Down the river about 200 yards from where the Stillwater empties its yellow water into the sparkling Tuscarawas there is an island of about 30 acres. On either side of the island is what is known as the state dam, which was placed there in early days to provide water for keeping the canal filled but part of the dam is washed away, enough remaining however to make deep water on both sides of the island and so void of current too that row boating is made easy.
Harry Darst formerly of Blakes Mills lives on the island and is also the pilot of the three steam boats that ply between the island and the Stillwater bridge. Mr Darst has the Falcon and Genevieve, which were used for sailing on the canal and he also has one larger steamer, new, to which he has not given a name. The new boat will carry 150, the Falcon 75 and the Genevieve is for small parties.
The Tuscarawas Electric Railroad Co. has taken a deep interest in giving to the island some facilities that will make it a resting place for families that will make it a delightful resort for picnic parties, for Sunday school outings and a place where the average, tired man can find rest and recreation. Being easily reached from Uhrichsville and Dennison from the south and by New Philadelphia and Canal Dover from the North, there is nothing to prevent it being a desirable place for Sunday outings or any other day for that matter, especially is this true when it is once known that the rough element will not be permitted in override or distress those who quietly go to spend a few hours in pleasant repose.
It was our pleasant privilege a few days ago of being one of an invited party to inspect the island and the means of reaching it. The party went from New Philadelphia and was accompanied by Supt. Akins of the Tuscarawas Street Railway. On the arrival of the car at the bridge over the Stillwater, the party embarked on the steamer Falcon, with Harry Rice as Captain.

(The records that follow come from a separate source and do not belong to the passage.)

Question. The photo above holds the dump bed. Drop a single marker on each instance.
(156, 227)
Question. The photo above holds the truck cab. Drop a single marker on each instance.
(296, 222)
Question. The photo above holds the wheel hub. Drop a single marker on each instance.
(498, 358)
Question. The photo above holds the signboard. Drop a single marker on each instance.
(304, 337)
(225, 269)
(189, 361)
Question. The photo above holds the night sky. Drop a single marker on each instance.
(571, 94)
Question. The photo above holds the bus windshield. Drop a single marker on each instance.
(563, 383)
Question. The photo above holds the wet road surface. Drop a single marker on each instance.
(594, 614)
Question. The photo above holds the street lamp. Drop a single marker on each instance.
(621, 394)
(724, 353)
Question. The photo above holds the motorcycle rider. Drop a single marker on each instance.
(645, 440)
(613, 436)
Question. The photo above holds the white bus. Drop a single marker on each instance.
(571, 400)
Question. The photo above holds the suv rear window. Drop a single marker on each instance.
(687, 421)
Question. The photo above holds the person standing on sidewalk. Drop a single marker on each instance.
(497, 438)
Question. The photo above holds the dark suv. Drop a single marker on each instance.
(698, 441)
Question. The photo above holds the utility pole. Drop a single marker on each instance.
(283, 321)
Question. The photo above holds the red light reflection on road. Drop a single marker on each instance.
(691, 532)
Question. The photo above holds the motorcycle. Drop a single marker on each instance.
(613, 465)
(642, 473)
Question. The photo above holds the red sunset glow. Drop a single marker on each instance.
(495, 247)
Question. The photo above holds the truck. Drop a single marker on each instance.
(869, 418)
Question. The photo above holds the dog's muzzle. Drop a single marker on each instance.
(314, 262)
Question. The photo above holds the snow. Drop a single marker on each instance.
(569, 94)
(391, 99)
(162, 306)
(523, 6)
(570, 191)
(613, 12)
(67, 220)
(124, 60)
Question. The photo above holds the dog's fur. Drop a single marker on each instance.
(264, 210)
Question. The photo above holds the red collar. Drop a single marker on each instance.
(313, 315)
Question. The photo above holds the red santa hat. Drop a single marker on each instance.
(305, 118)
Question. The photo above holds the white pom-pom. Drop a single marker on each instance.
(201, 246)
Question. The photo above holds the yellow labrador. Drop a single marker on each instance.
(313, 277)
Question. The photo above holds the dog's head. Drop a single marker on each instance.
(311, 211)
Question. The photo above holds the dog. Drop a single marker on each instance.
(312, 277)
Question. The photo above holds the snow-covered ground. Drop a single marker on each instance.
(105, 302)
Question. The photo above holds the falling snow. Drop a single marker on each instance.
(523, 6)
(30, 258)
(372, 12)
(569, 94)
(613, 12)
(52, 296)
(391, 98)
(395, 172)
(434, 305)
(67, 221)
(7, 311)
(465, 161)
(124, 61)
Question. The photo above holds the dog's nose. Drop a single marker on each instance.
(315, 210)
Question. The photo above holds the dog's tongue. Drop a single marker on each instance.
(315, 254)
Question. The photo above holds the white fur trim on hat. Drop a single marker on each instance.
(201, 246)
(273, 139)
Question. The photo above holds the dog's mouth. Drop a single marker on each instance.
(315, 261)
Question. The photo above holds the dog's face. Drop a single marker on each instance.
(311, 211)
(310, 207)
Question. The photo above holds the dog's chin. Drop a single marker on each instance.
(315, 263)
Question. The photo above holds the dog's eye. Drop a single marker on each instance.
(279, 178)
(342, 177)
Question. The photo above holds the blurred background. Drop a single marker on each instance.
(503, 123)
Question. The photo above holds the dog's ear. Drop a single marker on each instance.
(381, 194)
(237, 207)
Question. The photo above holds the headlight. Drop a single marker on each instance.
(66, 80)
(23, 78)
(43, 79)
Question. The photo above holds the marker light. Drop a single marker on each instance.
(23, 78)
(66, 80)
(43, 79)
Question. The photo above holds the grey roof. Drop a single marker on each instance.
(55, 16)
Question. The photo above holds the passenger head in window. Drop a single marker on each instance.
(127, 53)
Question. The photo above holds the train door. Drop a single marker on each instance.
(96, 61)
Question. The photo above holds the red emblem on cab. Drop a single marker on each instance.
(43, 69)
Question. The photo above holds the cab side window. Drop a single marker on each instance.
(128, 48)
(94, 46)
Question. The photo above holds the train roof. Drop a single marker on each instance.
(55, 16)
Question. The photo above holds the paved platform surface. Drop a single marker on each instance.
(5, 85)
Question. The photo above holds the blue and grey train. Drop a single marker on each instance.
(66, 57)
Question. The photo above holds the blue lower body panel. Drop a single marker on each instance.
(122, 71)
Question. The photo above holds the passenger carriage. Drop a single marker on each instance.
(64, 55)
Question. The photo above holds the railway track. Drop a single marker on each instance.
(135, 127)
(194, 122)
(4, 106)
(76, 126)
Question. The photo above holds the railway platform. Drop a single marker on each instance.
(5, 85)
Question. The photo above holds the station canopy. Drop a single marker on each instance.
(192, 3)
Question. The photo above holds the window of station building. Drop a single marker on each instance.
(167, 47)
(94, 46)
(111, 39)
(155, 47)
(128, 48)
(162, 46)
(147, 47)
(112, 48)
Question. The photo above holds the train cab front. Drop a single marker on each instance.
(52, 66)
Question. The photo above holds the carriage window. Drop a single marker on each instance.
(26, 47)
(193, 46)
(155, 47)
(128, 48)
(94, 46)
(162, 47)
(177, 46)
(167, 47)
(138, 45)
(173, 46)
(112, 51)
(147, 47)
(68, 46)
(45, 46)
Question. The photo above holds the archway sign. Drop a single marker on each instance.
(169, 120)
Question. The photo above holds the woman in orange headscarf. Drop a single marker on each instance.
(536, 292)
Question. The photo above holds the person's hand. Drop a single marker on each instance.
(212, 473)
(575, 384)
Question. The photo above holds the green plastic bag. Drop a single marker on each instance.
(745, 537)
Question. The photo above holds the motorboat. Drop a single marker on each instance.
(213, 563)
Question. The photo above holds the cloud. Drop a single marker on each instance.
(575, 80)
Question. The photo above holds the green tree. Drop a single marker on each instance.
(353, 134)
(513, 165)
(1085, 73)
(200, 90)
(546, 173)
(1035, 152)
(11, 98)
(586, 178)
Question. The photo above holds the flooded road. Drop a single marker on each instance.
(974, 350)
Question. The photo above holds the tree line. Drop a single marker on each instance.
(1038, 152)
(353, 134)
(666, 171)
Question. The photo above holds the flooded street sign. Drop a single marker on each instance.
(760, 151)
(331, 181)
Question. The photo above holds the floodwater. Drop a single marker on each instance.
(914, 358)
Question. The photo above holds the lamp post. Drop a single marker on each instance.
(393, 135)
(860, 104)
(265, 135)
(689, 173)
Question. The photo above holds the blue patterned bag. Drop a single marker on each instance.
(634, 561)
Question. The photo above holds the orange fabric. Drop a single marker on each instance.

Harry Darst as pilot and Charles Shoop as Engineer. The ride down the Stillwater is through the deepest part of that stream, the banks of the river are beautiful and green at this season, but when once in the Tuscarawas the channel is swifter, while the scene is no less beautiful and inspiring. Water travel at all times is a source of exquisite pleasure and though the ride from the bridge to the island is not an extended one, yet it is pleasing.
Mr. Darst has a good lunch room at his place and he will at once build a dancing platform, will erect tables for the accomodation of picnic parties, he will also keep fishing tackle, bait and etc. for fishermen and will have bathing suits for those who desire to take a plunge in the sparkling waters of the beautiful Tuscarawas. There is a possibility that during the summer months a theatrical troupe will be engaged and that plays will be put on in the big tent which will be erected on the grounds.
It is now the intention of the Railroad Co. to open the place to the general public in about two weeks. When it is opened there will be grand hurrahs and a montrous time. The fare from New Philadelphia to the Island and return will be put at the very low price of 15. cents.
If any of our people desire to take an hour or two away from business or home, we know that the boat ride will be most delightful. Try a trip.